La historia, en una versión parecida, se repite en el Aitareya Brāhmaṇa. Para evitar al padre incestuoso, la aurora se metamorfosea en cierva, pero Prajāpati se aproxima a ella convertido en ciervo. Rudra, que es síntesis de las formas más espantosas reunidas por los dioses, es de nuevo el vengador y lo atraviesa con su flecha. La semilla de Prajāpati se convirtió en un lago. El lago fue rodeado por el fuego y una parte de la semilla se convirtió en Āditya, otra en Bhṛgu (adoptado por Varuṇa) y de la tercera nació Bṛhaspati. De esa combinación de agua y fuego nació la vida. De esos carbones y esas cenizas nació el ganado y el resto de los animales, el búfalo, el buey y el antílope, el camello y el asno.
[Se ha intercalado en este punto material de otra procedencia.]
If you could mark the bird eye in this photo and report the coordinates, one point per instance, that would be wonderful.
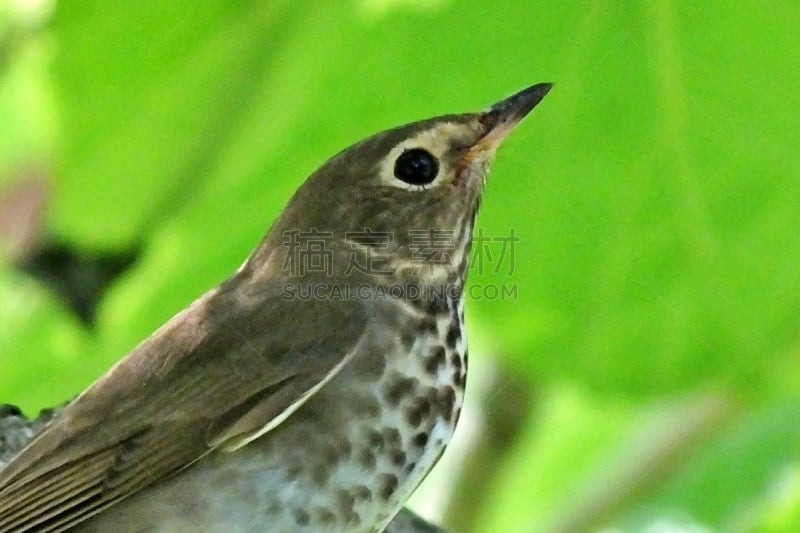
(416, 166)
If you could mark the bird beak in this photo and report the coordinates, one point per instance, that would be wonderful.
(503, 116)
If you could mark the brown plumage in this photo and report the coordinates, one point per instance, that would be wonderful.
(278, 380)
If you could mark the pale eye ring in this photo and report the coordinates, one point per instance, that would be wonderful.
(416, 166)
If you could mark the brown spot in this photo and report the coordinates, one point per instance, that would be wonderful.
(392, 437)
(324, 516)
(301, 517)
(453, 334)
(437, 306)
(420, 408)
(388, 486)
(367, 459)
(395, 389)
(346, 501)
(361, 492)
(436, 358)
(397, 457)
(375, 440)
(455, 361)
(352, 520)
(320, 475)
(428, 325)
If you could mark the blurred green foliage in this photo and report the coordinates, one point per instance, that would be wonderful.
(653, 193)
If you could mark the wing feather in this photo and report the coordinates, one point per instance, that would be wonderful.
(219, 372)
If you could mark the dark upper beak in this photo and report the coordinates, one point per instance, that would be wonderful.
(509, 111)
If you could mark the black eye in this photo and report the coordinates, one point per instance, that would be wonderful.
(416, 166)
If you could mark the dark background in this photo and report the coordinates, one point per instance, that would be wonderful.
(645, 371)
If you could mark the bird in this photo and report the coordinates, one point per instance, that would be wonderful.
(314, 388)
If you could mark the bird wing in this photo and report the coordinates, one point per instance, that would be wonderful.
(224, 371)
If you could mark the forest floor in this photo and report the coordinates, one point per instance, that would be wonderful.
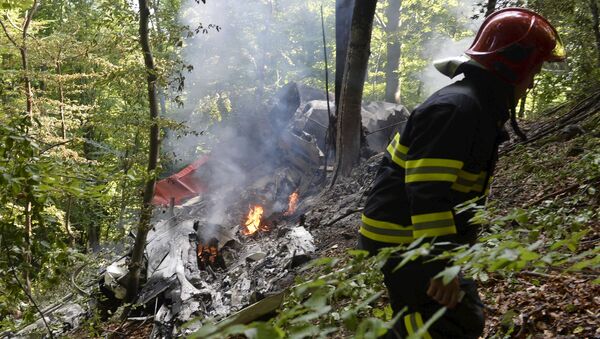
(553, 181)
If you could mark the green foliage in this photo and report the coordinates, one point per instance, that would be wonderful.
(79, 160)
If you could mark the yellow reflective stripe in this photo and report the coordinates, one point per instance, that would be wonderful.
(428, 217)
(430, 177)
(408, 322)
(432, 162)
(383, 224)
(413, 322)
(386, 231)
(385, 238)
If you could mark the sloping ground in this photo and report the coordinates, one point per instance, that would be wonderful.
(547, 191)
(555, 180)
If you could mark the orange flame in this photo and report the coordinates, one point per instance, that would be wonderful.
(252, 223)
(292, 204)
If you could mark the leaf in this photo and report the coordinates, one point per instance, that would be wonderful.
(448, 274)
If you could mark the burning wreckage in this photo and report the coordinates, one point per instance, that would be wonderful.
(229, 233)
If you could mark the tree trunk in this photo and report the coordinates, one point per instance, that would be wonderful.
(490, 7)
(137, 255)
(596, 23)
(68, 220)
(93, 232)
(392, 78)
(343, 20)
(349, 111)
(61, 92)
(28, 235)
(24, 55)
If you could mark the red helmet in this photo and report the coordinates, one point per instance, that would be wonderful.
(512, 42)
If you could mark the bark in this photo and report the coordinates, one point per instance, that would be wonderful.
(61, 92)
(349, 111)
(392, 78)
(596, 28)
(24, 55)
(93, 232)
(521, 113)
(137, 256)
(343, 18)
(28, 235)
(490, 7)
(68, 220)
En otras versiones, como en la Kauṣītaki, los implicados en el incesto son los hijos de Prajāpati y la aurora tiene un papel más activo y seductor. Prajāpati había cultivado el ardor para tener descendencia. De esa energía interna nació el fuego, el viento, el sol, la luna y la aurora. El padre recomendó a sus hijos que cultivaran esa energía interna y la aurora, mientras practicaba, se transformó en una hermosa ninfa celestial. Los corazones de sus hermanos se agitaron al verla y derramaron su semilla. Fueron a ver a su padre y le rogaron que no se perdiera esa semilla derramada. Prajāpati fabricó un cuenco de oro, cuyas dimensiones, en altura y profundidad, eran las de una flecha. Vertió en él las semillas de los hermanos y del cuenco dorado surgió un dios con mil ojos y mil flechas, que agarró del cuello a Prajāpati y le dijo: «Dame un nombre, pues sin nombre no comeré». Prajāpati le replicó: «Tú eres Bhava, Existencia», y le dio siete nombres más. Desde entonces el alimento es la marca de la existencia.